Saying he’s “felt the need to be a catalyst for change,” Edney cited some of the widespread health crises he’s witnessed throughout his professional and personal life, and outlined steps he plans to take as the state’s top doctor.

“Mississippi has been at the bottom of virtually every health care indicator and at the top of virtually every health disparity issue that impacts the various populations of our state,” he said. “And as a physician, I’m just tired of seeing it. I’m embarrassed as a physician that my service to West Mississippi and the South Delta has not moved the needle.

“I’m embarrassed that we continue with these numbers and have not seen improvement,” he added. “I just don’t believe that’s where we need to stay or where we have to stay.”
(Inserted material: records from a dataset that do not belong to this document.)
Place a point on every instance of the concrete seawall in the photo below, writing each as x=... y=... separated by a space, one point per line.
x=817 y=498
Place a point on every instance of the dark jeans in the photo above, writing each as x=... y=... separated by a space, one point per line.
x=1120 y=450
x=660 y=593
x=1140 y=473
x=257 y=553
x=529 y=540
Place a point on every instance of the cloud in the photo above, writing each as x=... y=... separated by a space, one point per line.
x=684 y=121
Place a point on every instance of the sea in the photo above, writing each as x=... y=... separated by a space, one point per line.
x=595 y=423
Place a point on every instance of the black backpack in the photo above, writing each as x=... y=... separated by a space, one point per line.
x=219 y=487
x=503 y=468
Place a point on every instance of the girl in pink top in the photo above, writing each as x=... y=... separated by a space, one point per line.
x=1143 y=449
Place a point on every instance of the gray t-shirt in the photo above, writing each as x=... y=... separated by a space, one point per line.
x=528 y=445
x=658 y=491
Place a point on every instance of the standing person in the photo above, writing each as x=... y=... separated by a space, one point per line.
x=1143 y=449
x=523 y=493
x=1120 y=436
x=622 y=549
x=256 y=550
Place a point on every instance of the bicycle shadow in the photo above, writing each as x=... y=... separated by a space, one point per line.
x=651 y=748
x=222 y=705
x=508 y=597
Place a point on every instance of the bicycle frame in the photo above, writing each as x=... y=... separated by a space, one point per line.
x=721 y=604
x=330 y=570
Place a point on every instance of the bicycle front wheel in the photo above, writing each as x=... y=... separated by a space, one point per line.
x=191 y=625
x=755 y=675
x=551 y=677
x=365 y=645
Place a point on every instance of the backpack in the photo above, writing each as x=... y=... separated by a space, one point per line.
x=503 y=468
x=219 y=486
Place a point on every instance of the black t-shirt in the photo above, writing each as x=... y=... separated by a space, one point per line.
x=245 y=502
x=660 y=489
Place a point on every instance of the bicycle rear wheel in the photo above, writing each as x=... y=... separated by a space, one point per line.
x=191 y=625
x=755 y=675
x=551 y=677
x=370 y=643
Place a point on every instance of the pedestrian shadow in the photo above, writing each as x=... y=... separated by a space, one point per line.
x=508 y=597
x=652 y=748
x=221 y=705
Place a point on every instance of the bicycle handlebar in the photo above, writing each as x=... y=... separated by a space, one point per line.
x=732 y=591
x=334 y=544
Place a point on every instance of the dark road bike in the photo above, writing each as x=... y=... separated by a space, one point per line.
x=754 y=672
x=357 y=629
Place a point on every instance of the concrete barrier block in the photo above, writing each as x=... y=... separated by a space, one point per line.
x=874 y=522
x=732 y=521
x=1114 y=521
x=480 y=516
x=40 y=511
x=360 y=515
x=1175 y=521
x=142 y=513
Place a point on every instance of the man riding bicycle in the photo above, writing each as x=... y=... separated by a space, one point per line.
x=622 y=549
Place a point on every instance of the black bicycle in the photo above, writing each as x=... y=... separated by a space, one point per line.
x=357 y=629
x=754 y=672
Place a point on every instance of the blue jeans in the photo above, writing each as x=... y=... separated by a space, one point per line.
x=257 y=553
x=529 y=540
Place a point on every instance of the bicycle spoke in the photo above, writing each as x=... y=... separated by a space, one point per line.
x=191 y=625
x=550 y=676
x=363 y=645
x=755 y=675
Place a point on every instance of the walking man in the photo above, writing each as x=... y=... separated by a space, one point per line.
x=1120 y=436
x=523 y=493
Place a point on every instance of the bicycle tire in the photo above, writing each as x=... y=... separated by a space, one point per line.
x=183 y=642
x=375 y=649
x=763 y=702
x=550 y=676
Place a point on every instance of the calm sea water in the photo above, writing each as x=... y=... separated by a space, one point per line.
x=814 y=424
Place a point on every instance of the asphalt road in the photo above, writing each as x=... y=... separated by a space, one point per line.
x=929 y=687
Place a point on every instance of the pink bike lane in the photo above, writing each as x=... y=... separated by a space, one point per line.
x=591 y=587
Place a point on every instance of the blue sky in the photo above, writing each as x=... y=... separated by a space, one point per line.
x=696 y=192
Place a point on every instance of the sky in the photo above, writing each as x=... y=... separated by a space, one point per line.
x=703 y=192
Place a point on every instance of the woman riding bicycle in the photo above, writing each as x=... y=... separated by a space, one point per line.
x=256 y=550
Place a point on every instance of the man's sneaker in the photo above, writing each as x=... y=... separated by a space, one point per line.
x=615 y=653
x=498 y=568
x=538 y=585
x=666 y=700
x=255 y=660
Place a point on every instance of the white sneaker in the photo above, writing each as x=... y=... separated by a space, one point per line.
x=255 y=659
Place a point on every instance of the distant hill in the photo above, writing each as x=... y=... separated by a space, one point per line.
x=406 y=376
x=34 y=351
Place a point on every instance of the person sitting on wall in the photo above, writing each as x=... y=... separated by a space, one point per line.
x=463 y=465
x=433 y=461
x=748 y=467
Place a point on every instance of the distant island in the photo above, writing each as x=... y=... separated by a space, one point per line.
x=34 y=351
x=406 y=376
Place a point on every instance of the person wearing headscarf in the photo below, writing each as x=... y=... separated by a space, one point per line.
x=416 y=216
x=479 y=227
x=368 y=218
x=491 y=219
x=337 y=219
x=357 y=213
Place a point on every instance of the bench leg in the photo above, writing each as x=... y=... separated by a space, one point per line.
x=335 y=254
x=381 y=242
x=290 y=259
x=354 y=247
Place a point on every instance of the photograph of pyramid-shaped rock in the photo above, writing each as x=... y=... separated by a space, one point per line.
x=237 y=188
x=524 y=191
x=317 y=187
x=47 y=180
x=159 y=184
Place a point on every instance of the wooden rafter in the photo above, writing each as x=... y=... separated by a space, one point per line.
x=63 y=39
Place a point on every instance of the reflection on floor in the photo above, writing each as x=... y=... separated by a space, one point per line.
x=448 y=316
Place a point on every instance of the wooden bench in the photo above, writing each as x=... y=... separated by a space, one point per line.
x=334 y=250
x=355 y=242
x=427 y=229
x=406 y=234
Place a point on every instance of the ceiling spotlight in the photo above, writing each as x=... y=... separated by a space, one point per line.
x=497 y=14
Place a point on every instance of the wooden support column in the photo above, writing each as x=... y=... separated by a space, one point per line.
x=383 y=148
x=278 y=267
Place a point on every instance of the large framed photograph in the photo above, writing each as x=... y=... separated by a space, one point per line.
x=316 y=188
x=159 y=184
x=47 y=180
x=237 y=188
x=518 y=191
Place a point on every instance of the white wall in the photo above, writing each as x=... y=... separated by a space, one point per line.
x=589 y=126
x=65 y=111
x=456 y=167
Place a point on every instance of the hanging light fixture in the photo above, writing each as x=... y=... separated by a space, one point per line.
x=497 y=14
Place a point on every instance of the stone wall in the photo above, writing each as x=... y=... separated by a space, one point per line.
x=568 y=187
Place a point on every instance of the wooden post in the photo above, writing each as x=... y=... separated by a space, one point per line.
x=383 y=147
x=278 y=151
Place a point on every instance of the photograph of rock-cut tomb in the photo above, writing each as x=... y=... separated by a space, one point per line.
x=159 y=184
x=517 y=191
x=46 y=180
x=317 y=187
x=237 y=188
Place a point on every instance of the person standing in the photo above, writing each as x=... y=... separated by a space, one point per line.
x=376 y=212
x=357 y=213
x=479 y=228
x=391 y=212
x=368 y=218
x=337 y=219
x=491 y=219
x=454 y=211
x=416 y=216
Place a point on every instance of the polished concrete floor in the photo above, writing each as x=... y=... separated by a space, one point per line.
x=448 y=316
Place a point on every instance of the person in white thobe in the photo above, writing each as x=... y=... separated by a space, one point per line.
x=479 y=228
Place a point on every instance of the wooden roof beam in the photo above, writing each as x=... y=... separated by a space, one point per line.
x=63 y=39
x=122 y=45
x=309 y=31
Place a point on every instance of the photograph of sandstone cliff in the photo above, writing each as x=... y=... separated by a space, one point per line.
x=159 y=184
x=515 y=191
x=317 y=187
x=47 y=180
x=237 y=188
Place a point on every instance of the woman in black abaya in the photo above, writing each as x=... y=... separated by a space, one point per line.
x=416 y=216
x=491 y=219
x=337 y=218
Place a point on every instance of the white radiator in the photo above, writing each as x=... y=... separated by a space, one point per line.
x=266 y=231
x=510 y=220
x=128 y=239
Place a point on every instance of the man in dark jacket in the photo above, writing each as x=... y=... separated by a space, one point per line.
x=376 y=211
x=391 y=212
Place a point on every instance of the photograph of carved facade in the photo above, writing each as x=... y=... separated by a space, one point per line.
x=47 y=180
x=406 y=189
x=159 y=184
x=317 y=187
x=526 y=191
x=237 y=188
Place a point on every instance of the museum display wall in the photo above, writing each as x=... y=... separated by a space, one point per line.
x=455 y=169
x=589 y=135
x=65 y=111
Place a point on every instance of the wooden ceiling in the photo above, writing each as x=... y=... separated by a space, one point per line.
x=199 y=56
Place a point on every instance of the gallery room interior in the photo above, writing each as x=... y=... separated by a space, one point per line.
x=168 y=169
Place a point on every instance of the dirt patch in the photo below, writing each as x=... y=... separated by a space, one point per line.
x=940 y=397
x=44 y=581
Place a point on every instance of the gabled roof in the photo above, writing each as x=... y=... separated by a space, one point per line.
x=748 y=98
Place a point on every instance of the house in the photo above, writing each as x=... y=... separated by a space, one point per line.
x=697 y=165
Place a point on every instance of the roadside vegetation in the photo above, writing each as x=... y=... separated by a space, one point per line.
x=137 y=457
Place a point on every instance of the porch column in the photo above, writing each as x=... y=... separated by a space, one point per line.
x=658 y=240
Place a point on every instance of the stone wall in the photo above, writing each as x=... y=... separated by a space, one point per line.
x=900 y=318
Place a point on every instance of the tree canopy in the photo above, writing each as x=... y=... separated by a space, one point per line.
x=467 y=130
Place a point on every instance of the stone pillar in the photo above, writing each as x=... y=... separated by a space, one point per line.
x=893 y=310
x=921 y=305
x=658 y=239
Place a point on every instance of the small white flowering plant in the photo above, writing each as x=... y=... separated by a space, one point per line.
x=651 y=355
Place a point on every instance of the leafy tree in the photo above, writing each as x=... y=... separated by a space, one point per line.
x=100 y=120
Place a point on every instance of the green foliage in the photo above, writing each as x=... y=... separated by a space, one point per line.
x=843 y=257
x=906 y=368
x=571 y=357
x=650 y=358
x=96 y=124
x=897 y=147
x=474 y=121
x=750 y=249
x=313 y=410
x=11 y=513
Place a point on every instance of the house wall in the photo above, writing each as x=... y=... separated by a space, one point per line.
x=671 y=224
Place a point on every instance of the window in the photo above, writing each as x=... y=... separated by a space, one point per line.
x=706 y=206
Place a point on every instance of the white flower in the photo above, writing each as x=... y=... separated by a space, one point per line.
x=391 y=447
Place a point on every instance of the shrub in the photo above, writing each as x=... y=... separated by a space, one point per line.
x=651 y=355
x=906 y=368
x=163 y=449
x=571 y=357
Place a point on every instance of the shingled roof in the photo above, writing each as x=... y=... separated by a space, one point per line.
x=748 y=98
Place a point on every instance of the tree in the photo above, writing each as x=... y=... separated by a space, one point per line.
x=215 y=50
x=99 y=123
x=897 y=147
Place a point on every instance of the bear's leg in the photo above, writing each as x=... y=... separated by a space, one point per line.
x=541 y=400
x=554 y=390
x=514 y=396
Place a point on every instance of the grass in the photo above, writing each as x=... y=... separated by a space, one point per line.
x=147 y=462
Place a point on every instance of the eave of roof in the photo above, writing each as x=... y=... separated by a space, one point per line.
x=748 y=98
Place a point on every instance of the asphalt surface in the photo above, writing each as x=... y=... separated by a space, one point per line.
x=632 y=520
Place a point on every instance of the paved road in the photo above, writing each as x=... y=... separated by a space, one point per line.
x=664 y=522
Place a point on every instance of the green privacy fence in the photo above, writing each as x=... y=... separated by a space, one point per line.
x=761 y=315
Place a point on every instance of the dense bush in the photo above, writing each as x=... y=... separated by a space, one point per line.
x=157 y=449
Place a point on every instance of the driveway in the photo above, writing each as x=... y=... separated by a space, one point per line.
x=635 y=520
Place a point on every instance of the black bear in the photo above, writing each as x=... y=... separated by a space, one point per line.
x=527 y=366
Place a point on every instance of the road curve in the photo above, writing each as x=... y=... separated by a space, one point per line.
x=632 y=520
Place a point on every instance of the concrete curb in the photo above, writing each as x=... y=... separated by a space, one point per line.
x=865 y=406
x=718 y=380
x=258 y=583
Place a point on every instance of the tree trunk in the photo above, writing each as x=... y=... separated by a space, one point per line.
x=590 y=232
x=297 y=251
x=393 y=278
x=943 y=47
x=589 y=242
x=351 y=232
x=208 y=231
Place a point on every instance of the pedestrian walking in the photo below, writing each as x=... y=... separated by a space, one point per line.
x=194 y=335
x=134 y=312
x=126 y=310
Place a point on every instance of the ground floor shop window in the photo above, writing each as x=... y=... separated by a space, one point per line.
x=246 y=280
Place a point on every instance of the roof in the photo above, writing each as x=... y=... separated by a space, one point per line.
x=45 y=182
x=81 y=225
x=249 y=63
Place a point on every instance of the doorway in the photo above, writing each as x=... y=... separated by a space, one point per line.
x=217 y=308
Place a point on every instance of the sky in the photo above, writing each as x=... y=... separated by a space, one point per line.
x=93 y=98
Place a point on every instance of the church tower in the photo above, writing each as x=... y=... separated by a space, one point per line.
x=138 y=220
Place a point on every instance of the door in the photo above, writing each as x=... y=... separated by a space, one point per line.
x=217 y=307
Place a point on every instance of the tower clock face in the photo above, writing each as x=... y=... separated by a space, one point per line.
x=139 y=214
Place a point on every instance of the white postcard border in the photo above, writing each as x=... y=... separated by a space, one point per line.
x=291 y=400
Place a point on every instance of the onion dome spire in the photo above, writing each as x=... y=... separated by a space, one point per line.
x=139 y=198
Presenting a series of graphic organizers, Edney highlighted Mississippi’s issues with obesity, heart disease, hypertension, opioid abuse and overdoses. The most egregious, he said, is that Mississippi leads the nation with the highest maternal-infant mortality rate.

“I refuse to accept the premise that we have to be last in every health care indicator and have such struggles with health disparities,” he said. “… I refuse to believe that our mothers and babies are just fated to continue to die at the highest rate in the nation.”

Edney said that, while many of these markers know no race or gender, it is a fact that Black mothers and babies in Mississippi are dying at three times the national rate.

He called for a number of solutions and an “all-hands-on-deck” approach to address Mississippi’s health care issues and move the state out of the last-place spot, with a goal of health care equity and literacy.

“I truly believe Mississippians don’t want to see our people dying at the highest rate in the nation,” he said. “… I’m not the first state health officer to care about this or work on this. All our health officers have been fighting against these numbers. I have the benefit of many lessons already having been learned, and partnerships and resources we’ve never had before.”

“Those who have gone before us have done the heavy lifting, and I’m grateful to be standing on a firm foundation to be working on this.”

A summa cum laude graduate of both William Carey University and the University of Mississippi School of Medicine, Edney is a board-certified general internist with subspecialty board certification in Addiction Medicine. He completed his internship and residency in Internal Medicine at the University of Virginia.